Format: `{year}{month}{day}`
Where:
- `{year}` is an `Int` from -999,999,999 to 999,999,999.
- `{month}` is a `Byte` to represent the month, from 1 (January) to 12 (December)
- `{day}` is a `Byte` from 1 to 31.
==== LocalDateTime
Format: `{date}{time}`
Where:
- `{date}` is `LocalDate`.
- `{time}` is a `LocalTime`.
==== LocalTime
A time without a time-zone in the ISO-8601 calendar system.
Format: An 8 byte two's complement long representing nanoseconds since midnight.
Valid values are in the range 0 to 86399999999999
==== MonthDay
A month-day in the ISO-8601 calendar system.
Format: `{month}{day}`
Where:
- `{month}` is `Byte` value from 1 to 12.
- `{day}` is `Byte` value from 1 to 31.
==== OffsetDateTime
A date-time with an offset from UTC/Greenwich in the ISO-8601 calendar system, such as 2007-12-03T10:15:30+01:00.
Format: `{local_date_time}{offset}`
Where:
- `{local_date_time}` is `LocalDateTime`.
- `{offset}` is `ZoneOffset`.
==== OffsetTime
A time with an offset from UTC/Greenwich in the ISO-8601 calendar system, such as 10:15:30+01:00.
Format: `{local_time}{offset}`
Where:
- `{local_time}` is `LocalTime`.
- `{offset}` is `ZoneOffset`.
==== Period
A date-based amount of time in the ISO-8601 calendar system, such as '2 years, 3 months and 4 days'.
Format: `{years}{month}{days}`
Where:
`{years}`, `{month}` and `{days}` are `Int` values.
==== Year
A year in the ISO-8601 calendar system, such as 2018.
Format: An `Int` representing the years.
==== YearMonth
A year-month in the ISO-8601 calendar system, such as 2007-12.
Format: `{year}{month}`
Where:
- `{year}` is an `Int`.
- `{month}` is a `Byte` from 1 to 12.
==== ZonedDateTime
A date-time with a time-zone in the ISO-8601 calendar system.
Format: `{local_date_time}{zone_offset}`
Where:
- `{local_date_time}` is `LocalDateTime`.
- `{zone_offset}` is a `ZoneOffset`.
==== ZoneOffset
A time-zone offset from Greenwich/UTC, such as +02:00.
Format: An `Int` representing total zone offset in seconds.
=== Request and Response Messages
Request and response messages are special container types used to represent messages from client to the server and the
other way around.
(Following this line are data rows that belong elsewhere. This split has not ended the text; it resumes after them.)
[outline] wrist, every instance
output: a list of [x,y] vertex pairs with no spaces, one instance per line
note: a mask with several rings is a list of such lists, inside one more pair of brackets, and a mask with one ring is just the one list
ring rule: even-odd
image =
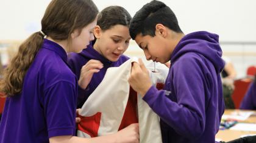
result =
[[83,82],[82,82],[81,80],[78,80],[78,86],[79,86],[80,88],[83,89],[85,89],[87,86],[85,84],[83,84]]

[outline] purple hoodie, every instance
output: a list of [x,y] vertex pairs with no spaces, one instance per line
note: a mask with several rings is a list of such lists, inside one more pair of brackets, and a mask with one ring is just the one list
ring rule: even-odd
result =
[[185,35],[171,55],[164,90],[154,86],[143,99],[160,117],[163,143],[213,143],[224,102],[219,73],[224,62],[218,35]]
[[256,110],[256,82],[252,82],[243,99],[240,109]]
[[79,54],[71,53],[68,55],[68,65],[78,79],[80,77],[82,67],[91,59],[100,61],[104,65],[104,67],[99,72],[93,74],[90,83],[85,89],[79,87],[77,105],[78,108],[82,108],[89,96],[91,95],[101,82],[104,77],[107,69],[110,67],[119,66],[127,61],[129,57],[122,55],[118,61],[112,62],[99,54],[99,52],[93,49],[93,45],[91,44],[88,46],[87,49],[84,49],[82,52]]

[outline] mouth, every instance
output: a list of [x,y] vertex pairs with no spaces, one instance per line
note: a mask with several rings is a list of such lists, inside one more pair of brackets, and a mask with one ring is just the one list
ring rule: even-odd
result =
[[114,55],[115,55],[115,56],[118,56],[118,57],[119,57],[119,56],[120,56],[122,54],[121,54],[121,53],[112,53]]

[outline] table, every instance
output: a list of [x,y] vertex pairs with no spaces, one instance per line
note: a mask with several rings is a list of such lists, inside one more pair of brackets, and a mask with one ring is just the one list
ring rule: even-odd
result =
[[[254,111],[256,113],[256,111],[252,110],[226,110],[224,114],[226,115],[229,115],[234,111]],[[239,120],[238,122],[256,124],[256,116],[251,116],[247,119],[245,120]],[[239,138],[243,135],[252,134],[256,134],[256,131],[238,131],[226,129],[224,130],[219,130],[217,134],[216,135],[216,138],[220,139],[222,141],[227,142]]]

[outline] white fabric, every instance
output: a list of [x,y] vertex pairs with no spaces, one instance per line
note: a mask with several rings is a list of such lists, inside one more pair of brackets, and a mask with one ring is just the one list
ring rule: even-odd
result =
[[[132,63],[138,62],[132,58],[119,67],[110,68],[105,77],[94,91],[89,96],[79,113],[82,116],[90,117],[101,113],[98,136],[118,131],[128,100]],[[153,67],[152,67],[153,65]],[[161,72],[150,72],[153,84],[161,81],[164,83],[169,69],[165,65],[157,63],[156,68]],[[147,68],[152,70],[154,65]],[[140,125],[140,142],[162,142],[159,117],[148,105],[138,96],[138,114]],[[78,136],[90,138],[90,135],[78,130]]]

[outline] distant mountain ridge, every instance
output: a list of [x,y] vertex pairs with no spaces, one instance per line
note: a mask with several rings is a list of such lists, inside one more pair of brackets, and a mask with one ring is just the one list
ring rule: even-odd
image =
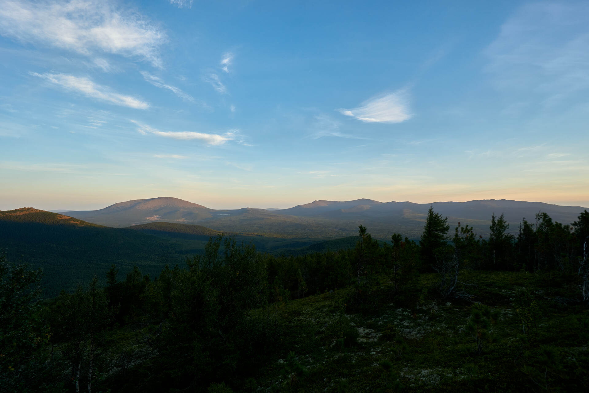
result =
[[75,227],[101,226],[70,216],[41,210],[34,207],[21,207],[13,210],[0,210],[0,221]]
[[351,201],[315,200],[289,209],[269,210],[244,207],[216,210],[169,197],[120,202],[98,210],[68,212],[80,220],[114,227],[126,227],[150,222],[170,222],[203,225],[215,231],[247,233],[287,237],[333,237],[353,236],[359,224],[382,239],[393,233],[418,237],[429,206],[448,217],[452,227],[459,222],[475,227],[485,236],[491,214],[504,213],[515,233],[524,218],[535,222],[541,211],[554,221],[570,223],[587,209],[542,202],[505,199],[471,200],[466,202],[414,203],[380,202],[362,199]]

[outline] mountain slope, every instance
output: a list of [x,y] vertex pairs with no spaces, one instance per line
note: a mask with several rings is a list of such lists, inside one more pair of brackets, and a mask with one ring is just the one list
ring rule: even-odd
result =
[[115,203],[98,210],[68,212],[82,220],[114,227],[126,227],[155,221],[194,223],[210,218],[217,212],[188,201],[161,197]]
[[353,236],[361,224],[376,238],[389,239],[392,233],[401,233],[417,239],[423,230],[430,206],[448,217],[452,229],[458,222],[468,224],[483,236],[488,234],[494,213],[496,216],[504,213],[511,224],[509,231],[515,233],[524,217],[535,222],[534,216],[538,212],[547,213],[554,221],[570,223],[585,209],[505,199],[433,203],[357,199],[316,200],[276,211],[247,207],[220,210],[176,198],[160,197],[116,203],[100,210],[69,212],[68,214],[114,227],[167,222],[202,225],[214,231],[290,238]]
[[76,227],[100,226],[70,216],[40,210],[33,207],[22,207],[14,210],[0,211],[0,221]]

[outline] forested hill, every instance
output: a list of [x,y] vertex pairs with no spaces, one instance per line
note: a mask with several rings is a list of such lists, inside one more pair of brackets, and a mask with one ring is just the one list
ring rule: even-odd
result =
[[[196,236],[215,236],[219,231],[207,228],[201,225],[190,225],[187,224],[175,224],[165,222],[148,223],[141,225],[133,225],[127,227],[129,229],[140,232],[165,232],[167,233],[181,233]],[[229,235],[227,233],[226,235]]]
[[41,210],[34,207],[22,207],[14,210],[0,210],[0,220],[18,223],[35,223],[48,225],[100,227],[78,219],[58,213]]
[[[583,211],[580,206],[562,206],[541,202],[505,199],[467,202],[413,203],[380,202],[370,199],[351,201],[316,200],[290,209],[268,211],[243,208],[229,210],[209,209],[177,198],[159,197],[115,203],[98,210],[68,212],[72,217],[115,227],[155,222],[201,225],[225,233],[257,234],[284,238],[331,238],[353,236],[359,224],[373,236],[388,239],[392,233],[419,238],[429,206],[455,226],[468,224],[477,235],[487,237],[494,213],[510,224],[515,235],[523,219],[535,222],[535,214],[546,213],[554,221],[572,223]],[[170,229],[171,227],[167,227]],[[170,231],[168,231],[170,232]]]
[[[200,225],[167,222],[112,228],[32,207],[0,212],[0,254],[42,268],[47,297],[61,289],[71,291],[95,275],[104,280],[104,272],[113,263],[121,274],[137,266],[151,277],[166,265],[184,266],[187,258],[203,253],[209,237],[218,234]],[[274,254],[298,254],[298,250],[325,240],[226,235]],[[342,246],[334,242],[337,240],[323,248]]]

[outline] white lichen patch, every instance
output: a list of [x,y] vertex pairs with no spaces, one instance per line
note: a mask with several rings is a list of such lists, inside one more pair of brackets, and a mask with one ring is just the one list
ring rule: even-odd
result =
[[360,342],[374,342],[381,335],[380,333],[372,329],[367,329],[362,326],[356,328],[356,329],[358,329],[358,334],[360,335],[360,337],[358,338],[358,341]]
[[401,372],[401,377],[407,378],[411,386],[429,385],[435,386],[439,384],[440,375],[446,374],[442,368],[411,369],[405,367]]

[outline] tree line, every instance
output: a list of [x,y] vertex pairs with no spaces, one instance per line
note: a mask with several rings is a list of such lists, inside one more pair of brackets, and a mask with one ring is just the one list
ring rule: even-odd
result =
[[[360,225],[354,249],[296,256],[262,254],[219,235],[184,266],[166,266],[155,277],[135,267],[119,278],[112,265],[105,286],[95,278],[44,301],[41,272],[0,256],[0,388],[198,391],[230,385],[288,347],[278,318],[286,302],[341,289],[348,291],[342,313],[369,314],[389,303],[411,308],[425,296],[469,301],[465,269],[553,272],[577,280],[581,290],[573,300],[587,302],[589,213],[571,224],[542,213],[535,219],[524,220],[517,236],[502,214],[492,215],[488,239],[460,223],[452,236],[447,218],[430,207],[419,242],[398,233],[378,241]],[[420,275],[431,272],[438,276],[435,289],[421,288]],[[473,317],[474,336],[491,320],[485,312]],[[135,332],[141,351],[117,342],[121,329]],[[350,332],[341,328],[334,339],[345,346]],[[116,345],[113,364],[104,354]]]

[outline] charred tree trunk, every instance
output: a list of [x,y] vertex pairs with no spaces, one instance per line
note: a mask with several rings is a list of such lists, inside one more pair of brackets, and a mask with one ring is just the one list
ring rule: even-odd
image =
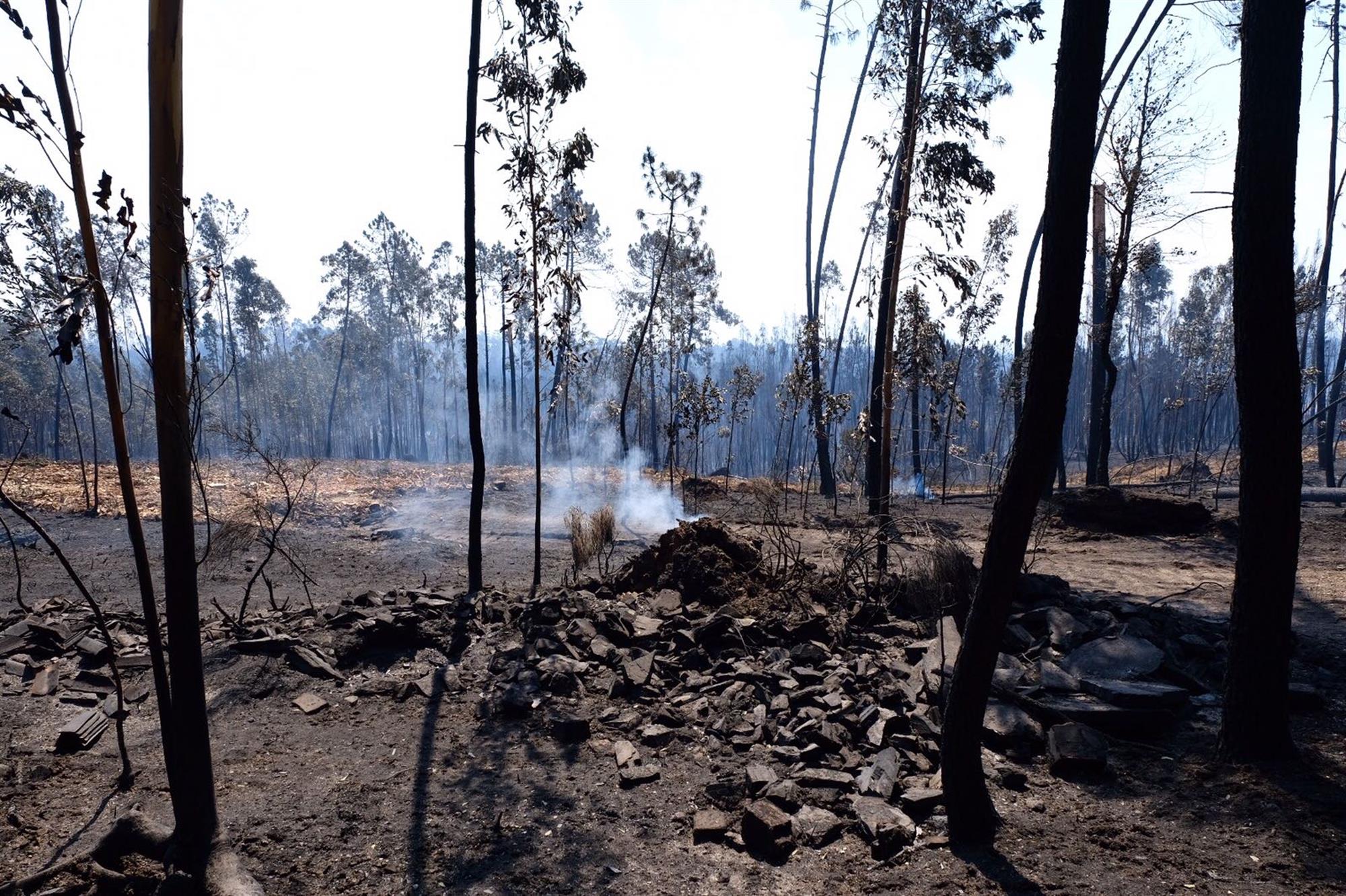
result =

These messages are independent from the transport layer.
==== Request Message
Represents a message from the client to the server.
Format: `{version}{request_id}{op}{processor}{args}`
Where:
- `{version}` is a `Byte` representing the specification version, with the most significant bit set to one. For this
version of the format, the value expected is `0x81` (`10000001`).
- `{request_id}` is a `UUID`.
- `{op}` is a `String`.
- `{processor}` is a `String`.
- `{args}` is a `Map`.
The total length is not part of the message as the transport layer will provide it. For example: WebSockets,
as a framing protocol, defines payload length.
==== Response Message
Format: `{version}{request_id}{status_code}{status_message}{status_attributes}{result_meta}{result_data}`
Where:
- `{version}` is a `Byte` representing the protocol version, with the most significant bit set to one. For this version
of the protocol, the value expected is `0x81` (`10000001`).
- `{request_id}` is a nullable `UUID`.
- `{status_code}` is an `Int`.
- `{status_message}` is a nullable `String`.
- `{status_attributes}` is a `Map`.
- `{result_meta}` is a `Map`.
- `{result_data}` is a fully qualified typed value composed of `{type_code}{type_info}{value_flag}{value}`.
The total length is not part of the message as the transport layer will provide it.